El mareo ya es una tragedia colectiva, casi todos miran con desespero las bolsas que sostienen en las manos intentando contenerse. Mi hija trata de calmar al niño sosteniéndolo con una mano y en la otra tiene una bolsa lista para evitar una catástrofe, pero en una sacudida sucede lo inevitable, el niño no resiste más y el contenido de su pequeño estómago va directo al piso de madera salpicando a quienes están cerca. Eso genera un efecto dominó impresionante: en un par de segundos veo a casi todos los excursionistas sacudiéndose en arcadas sobre sus bolsas.

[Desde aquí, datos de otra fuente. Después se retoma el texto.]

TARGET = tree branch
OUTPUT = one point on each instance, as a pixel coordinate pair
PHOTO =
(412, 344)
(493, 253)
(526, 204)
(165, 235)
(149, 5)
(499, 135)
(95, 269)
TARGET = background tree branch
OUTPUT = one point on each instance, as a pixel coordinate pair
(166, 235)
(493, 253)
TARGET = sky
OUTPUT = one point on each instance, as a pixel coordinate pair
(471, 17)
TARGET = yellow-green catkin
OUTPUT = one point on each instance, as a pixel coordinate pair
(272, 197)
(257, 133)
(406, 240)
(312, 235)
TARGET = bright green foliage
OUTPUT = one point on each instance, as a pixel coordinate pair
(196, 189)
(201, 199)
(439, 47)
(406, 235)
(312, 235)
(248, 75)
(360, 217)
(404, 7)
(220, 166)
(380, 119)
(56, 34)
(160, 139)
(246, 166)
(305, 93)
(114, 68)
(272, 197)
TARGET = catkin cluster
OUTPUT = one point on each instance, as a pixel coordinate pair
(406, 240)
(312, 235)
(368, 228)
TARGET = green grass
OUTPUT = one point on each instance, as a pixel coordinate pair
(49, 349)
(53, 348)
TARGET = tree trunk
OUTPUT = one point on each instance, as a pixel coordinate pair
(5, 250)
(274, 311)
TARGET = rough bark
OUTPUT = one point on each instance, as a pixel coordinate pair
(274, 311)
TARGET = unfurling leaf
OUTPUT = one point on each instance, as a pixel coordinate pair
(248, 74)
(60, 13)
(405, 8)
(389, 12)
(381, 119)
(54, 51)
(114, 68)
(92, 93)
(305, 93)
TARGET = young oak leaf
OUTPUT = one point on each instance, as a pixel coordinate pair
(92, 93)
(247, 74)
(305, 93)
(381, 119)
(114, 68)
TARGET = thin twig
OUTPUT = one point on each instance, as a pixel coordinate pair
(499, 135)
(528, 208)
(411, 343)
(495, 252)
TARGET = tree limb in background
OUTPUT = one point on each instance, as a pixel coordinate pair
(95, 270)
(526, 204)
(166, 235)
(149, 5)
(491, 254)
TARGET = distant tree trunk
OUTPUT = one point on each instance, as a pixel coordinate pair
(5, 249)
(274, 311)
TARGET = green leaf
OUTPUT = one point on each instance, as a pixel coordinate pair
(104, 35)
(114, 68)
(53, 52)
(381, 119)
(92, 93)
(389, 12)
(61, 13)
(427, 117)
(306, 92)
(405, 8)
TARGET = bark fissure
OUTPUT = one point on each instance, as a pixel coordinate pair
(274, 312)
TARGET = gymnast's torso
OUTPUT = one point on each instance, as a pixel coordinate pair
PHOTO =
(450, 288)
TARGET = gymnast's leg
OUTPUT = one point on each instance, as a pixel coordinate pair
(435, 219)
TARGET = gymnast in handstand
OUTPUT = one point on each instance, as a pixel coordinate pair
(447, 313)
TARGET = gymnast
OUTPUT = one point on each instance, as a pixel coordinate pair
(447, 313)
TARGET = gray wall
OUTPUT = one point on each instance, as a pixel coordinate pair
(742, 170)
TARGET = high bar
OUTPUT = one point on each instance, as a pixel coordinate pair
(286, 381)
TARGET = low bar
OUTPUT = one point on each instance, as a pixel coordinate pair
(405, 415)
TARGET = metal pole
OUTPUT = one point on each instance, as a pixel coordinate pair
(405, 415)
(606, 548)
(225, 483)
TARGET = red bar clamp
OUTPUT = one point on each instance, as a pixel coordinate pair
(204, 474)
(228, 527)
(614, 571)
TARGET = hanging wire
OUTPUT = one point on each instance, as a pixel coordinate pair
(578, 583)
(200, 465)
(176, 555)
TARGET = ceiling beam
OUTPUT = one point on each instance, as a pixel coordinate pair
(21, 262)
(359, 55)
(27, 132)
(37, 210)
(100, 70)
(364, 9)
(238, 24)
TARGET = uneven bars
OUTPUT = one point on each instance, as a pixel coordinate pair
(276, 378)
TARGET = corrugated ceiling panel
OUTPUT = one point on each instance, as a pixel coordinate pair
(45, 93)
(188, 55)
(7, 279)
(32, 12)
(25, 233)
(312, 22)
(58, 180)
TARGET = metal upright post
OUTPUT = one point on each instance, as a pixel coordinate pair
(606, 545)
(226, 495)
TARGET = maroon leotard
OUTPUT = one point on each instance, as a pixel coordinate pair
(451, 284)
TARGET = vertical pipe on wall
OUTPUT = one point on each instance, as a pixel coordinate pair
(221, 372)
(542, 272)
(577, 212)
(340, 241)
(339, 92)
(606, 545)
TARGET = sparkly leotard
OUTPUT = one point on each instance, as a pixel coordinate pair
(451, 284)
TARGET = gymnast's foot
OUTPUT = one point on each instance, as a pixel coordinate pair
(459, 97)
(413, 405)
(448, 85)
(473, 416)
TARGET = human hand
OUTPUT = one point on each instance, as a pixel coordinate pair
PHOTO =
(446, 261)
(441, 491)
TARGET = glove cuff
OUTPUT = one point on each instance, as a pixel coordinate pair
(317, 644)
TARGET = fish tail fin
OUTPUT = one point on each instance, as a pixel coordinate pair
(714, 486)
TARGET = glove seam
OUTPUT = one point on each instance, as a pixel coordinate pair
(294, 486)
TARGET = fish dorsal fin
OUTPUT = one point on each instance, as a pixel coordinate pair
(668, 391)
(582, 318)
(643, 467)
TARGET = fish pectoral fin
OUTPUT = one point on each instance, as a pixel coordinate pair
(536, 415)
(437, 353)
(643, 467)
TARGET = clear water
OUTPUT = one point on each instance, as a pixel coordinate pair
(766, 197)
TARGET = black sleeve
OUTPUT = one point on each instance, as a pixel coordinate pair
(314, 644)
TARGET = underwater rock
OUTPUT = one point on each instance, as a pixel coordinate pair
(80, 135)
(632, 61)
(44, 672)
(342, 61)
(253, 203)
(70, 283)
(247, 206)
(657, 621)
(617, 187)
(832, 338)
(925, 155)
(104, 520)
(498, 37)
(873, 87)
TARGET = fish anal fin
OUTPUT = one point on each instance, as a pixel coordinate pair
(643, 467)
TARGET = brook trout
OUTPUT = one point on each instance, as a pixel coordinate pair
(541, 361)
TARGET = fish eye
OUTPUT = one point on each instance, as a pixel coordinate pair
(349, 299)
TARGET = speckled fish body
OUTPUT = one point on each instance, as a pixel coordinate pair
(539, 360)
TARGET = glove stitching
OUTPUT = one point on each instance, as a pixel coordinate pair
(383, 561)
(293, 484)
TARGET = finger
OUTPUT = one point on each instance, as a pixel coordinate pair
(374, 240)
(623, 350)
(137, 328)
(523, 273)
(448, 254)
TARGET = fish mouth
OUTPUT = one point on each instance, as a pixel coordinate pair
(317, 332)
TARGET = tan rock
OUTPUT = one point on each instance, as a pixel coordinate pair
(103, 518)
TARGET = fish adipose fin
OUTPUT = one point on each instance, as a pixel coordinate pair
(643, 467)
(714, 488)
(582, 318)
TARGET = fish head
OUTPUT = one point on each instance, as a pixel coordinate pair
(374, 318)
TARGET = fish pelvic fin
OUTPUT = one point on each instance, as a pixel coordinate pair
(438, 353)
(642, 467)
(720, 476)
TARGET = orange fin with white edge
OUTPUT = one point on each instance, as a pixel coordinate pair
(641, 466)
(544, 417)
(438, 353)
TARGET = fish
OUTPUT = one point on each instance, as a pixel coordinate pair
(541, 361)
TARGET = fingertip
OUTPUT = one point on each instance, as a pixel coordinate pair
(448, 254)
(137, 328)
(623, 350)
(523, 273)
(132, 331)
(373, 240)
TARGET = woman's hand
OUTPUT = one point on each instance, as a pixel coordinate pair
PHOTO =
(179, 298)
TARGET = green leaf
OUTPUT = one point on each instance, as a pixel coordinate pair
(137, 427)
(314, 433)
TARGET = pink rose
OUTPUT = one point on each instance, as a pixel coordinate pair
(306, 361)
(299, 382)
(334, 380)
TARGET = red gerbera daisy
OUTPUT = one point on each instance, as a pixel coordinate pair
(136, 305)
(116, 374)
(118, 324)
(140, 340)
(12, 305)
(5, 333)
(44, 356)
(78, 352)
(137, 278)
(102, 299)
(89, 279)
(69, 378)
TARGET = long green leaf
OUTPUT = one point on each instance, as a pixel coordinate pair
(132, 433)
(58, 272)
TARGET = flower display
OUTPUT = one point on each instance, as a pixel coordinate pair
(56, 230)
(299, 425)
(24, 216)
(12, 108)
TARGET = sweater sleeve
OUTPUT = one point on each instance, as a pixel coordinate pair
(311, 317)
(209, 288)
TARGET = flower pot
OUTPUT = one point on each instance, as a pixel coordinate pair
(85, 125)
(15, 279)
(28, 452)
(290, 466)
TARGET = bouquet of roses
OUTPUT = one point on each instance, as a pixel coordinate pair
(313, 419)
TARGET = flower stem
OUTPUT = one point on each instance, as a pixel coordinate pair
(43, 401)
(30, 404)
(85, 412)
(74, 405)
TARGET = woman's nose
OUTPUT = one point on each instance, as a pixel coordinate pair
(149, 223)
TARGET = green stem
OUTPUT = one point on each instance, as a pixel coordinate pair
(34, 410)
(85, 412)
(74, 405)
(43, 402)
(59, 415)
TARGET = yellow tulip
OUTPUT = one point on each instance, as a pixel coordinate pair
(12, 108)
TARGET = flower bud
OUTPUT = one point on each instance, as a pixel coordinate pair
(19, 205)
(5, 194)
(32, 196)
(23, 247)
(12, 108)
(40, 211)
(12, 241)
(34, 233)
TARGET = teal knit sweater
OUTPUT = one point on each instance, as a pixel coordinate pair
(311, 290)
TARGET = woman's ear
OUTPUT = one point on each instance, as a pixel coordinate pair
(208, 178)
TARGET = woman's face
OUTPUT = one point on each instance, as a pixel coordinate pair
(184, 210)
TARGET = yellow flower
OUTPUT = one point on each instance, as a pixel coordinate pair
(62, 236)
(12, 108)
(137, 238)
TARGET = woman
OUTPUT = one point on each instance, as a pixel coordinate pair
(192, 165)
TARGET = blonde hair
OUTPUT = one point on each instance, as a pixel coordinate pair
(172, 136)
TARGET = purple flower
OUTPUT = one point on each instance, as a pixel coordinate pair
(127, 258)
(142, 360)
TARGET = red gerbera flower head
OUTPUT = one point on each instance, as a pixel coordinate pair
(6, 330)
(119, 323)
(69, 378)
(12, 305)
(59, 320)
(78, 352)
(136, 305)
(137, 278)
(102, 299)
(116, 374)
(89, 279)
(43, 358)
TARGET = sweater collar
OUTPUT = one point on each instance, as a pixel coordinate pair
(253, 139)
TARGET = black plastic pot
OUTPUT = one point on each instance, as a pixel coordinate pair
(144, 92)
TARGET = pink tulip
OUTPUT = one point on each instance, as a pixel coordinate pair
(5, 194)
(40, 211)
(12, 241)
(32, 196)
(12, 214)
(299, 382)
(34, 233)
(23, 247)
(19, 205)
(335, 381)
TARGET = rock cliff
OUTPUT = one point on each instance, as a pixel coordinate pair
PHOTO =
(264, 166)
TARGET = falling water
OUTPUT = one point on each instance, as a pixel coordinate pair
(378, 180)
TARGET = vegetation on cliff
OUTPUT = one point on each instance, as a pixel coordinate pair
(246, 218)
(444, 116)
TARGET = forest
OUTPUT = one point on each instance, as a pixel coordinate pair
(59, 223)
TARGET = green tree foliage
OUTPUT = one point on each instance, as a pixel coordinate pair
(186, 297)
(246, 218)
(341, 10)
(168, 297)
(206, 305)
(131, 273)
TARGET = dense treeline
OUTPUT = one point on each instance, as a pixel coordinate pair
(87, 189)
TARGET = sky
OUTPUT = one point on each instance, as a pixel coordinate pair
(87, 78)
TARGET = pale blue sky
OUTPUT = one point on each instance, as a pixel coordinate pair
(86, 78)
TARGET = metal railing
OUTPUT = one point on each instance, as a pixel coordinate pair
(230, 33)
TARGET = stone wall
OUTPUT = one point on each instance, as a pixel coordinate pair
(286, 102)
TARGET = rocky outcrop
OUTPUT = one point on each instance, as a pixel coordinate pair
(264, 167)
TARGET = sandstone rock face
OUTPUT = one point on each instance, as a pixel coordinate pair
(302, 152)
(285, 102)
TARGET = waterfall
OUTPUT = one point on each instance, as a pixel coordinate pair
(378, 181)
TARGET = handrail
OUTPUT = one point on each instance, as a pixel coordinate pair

En ese momento, por el altavoz, el capitán del barco anuncia que debido al mal tiempo y a que el mar está casi que indomable, daremos vuelta y no avanzaremos más hacia la bahía donde estarían las ballenas. El barco gira suavemente a estribor cabalgando sobre las aguas alborotadas y en pocos minutos salimos del área de influencia de esas olas y nuevamente el barco se estabiliza y avanza en armonioso movimiento.
Nadie dice nada, todos miran a lado y lado del barco con una sensación de sosiego que casi se puede tocar con la mano. Lo peor ha pasado y el regreso es silencioso. Creo que de los 145 pasajeros solo unos 12 no nos mareamos.
Supongo que a la gran mayoría no le interesa en estos momentos saber que el viaje a ver las ballenas fracasó, que las cámaras de video y los celulares se quedaron listos sin poder capturar un solo recuerdo de una ballena resoplando en el Artico.
Lo único que jamás desaparecerá de sus memorias es que fueron a mar abierto, soportando el frío, pagando un altísimo costo y sufriendo las penurias de un viaje irrepetible, solo a vaciar sus estómagos en unas coquetas y elegantes bolsas. Después de otras dos horas de viaje de regreso vemos el puente voladizo de 1220 metros de largo que comunica las islas de Tromso y Kvaloya y el alivio es mayor.
La risa y alegría con que todos embarcamos ha desaparecido y siento que es como cuando vas de paseo y sucede una tragedia en el viaje. El desembarque es rápido y silencioso. Pienso si alguien querrá reclamar al capitán porque al final pagamos por un plan que no se cumplió y efectivamente un grupo de franceses alterados piden en medio de una agria discusión que les devuelvan su dinero lo cual obviamente no sucede.
Mi hija espera con paciencia al capitán y luego de una charla amistosa y corta hace un nuevo trato con él: nos dará un 50% de descuento si queremos volver a intentarlo. Baja contenta a darnos la noticia pues la estamos esperando en el muelle, pero la cara de la gran mayoría me dice que ese trago amargo no lo repiten…
De todas maneras, yo tengo mi viche listo por si acaso.